Hear no fetal heartbeat.

Vaginal examination does not show the fetus or high fetus with red blood under the arms.

Urinary catheterization: If the bleeding is red and heavy, there is damage to the bladder.


Based on the clinical picture and symptoms, no specific test is needed because the clinical condition is clear, only necessary tests are needed for surgery and resuscitation.

Differential diagnosis

Striker vegetables: Usually detected before labor. during labor, the contraction is painless, bright red blood, large quantity.

Premature peeling vegetable: Usually appears in pregnant women with proteinuria syndrome, edema, hypertension, constant spasticity, pink or non-coagulating vaginal bleeding.

Diagnosis of rupture of the uterus during labor in people with old surgical scarring of the uterus

There is no threat of rupture.

Suddenly throbbing pain and the uterus is always ruptured, pregnant women have signs of dizziness.

Vaginal redness and dizziness.

After giving birth, the uterus has good elasticity, bright red bleeding in the vagina but no damage to the vulva, vagina or rupture of the uterus is found.

Control of the uterus reveals subperitoneal uterine rupture or complete rupture of the uterus.


Must have emergency surgery. If not clearly defined clinically, it is possible to probe, to avoid omitting the case of subperitoneal rupture.

`` Resuscitation and dizziness by pain relief, infusion, fresh blood transfusion to compensate for circulating volume and electrolyte supplementation increases the patient's maximum blood pressure to 90 or 100 mmHg before surgery.

Management of uterine lesions depends on the need to have a baby, the degree of damage to the uterus, local conditions and the experience of the surgeon.

Uterine conservation: If the woman still needs to have a baby, the lesions are clean, the wound is small, the uterus rupture is not long, the uterine tear can be cut and trimmed, then stitched again.

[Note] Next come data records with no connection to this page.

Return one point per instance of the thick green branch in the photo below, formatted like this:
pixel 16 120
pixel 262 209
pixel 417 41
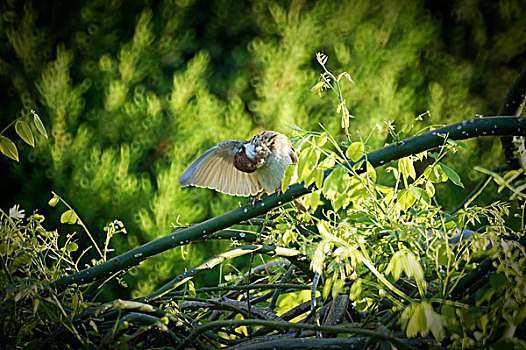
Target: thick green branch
pixel 214 261
pixel 285 325
pixel 491 126
pixel 512 105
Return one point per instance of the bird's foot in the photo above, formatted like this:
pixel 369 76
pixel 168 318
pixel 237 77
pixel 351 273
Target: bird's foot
pixel 256 199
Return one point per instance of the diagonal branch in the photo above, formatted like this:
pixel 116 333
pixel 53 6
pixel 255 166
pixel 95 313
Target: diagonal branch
pixel 490 126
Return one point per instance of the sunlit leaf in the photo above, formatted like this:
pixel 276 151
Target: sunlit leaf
pixel 451 174
pixel 355 151
pixel 24 131
pixel 356 289
pixel 406 167
pixel 322 140
pixel 68 217
pixel 289 173
pixel 72 246
pixel 307 162
pixel 417 322
pixel 53 201
pixel 8 148
pixel 336 182
pixel 406 199
pixel 39 125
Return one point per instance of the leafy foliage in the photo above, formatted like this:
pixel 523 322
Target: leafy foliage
pixel 132 93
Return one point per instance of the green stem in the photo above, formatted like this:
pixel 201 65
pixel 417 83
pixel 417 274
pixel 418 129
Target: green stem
pixel 285 325
pixel 491 126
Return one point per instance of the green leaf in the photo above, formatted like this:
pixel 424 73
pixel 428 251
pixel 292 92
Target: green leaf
pixel 289 173
pixel 336 182
pixel 322 140
pixel 355 151
pixel 371 172
pixel 327 288
pixel 24 131
pixel 68 217
pixel 417 323
pixel 451 174
pixel 319 178
pixel 406 167
pixel 8 148
pixel 307 162
pixel 39 124
pixel 406 199
pixel 72 246
pixel 356 289
pixel 53 201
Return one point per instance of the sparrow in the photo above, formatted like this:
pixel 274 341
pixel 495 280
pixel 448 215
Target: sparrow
pixel 243 168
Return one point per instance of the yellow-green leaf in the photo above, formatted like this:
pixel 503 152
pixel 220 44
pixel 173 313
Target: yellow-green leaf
pixel 68 217
pixel 307 162
pixel 417 323
pixel 24 131
pixel 355 151
pixel 289 173
pixel 451 174
pixel 356 289
pixel 406 167
pixel 406 199
pixel 8 148
pixel 39 124
pixel 319 178
pixel 322 140
pixel 72 246
pixel 53 201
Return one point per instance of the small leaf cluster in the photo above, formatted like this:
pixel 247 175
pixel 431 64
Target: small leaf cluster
pixel 22 128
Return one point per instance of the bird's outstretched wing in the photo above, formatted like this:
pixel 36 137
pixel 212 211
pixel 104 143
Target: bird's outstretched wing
pixel 215 169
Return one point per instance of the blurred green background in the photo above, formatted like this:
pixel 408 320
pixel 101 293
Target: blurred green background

Hysterectomy: People who have enough children, the wound is wide, messy, and has been ruptured for a long time, must have a partial hysterectomy. Usually cut across the edge where the uterus is torn. The remaining tip also depends on the patient and the experience of the surgeon. If you leave the tip cut too much, it can cause cut-out necrosis, causing peritonitis after surgery.

Clean the abdomen. If the abdomen is clean, newly ruptured, there is no need to drain. If the abdomen is dirty, infection is suspected, the cavity should be drained.

During surgery, pay attention to check for damage to the bowels and bladder.

After surgery, high doses of antibiotics must be used and combined, closely monitored in the postoperative period to detect postoperative infections.


Pregnancy registration and management to detect pregnant women at high risk of uterine rupture.

People with scarring of the uterus take at least 3 years to get pregnant.

All people at risk must be managed and delivered at a surgical-capable level.

The commune level is not allowed to deliver birth for the 4th straw and the uterus height = 34 cm.

Close monitoring of labor, early detection of difficult delivery cases, signs of uterine rupture for early and timely management.

Oxytocin infusion must be strictly specified, under the right technique and monitored closely.

Procedural interventions must be assigned correctly, handled properly and gently and the procedure may be carried out only when qualified. If the uterus is suspected to be ruptured, it must be widely consulted and can be operated for exploration to avoid missing uterine rupture that could affect the life and health of the pregnant woman.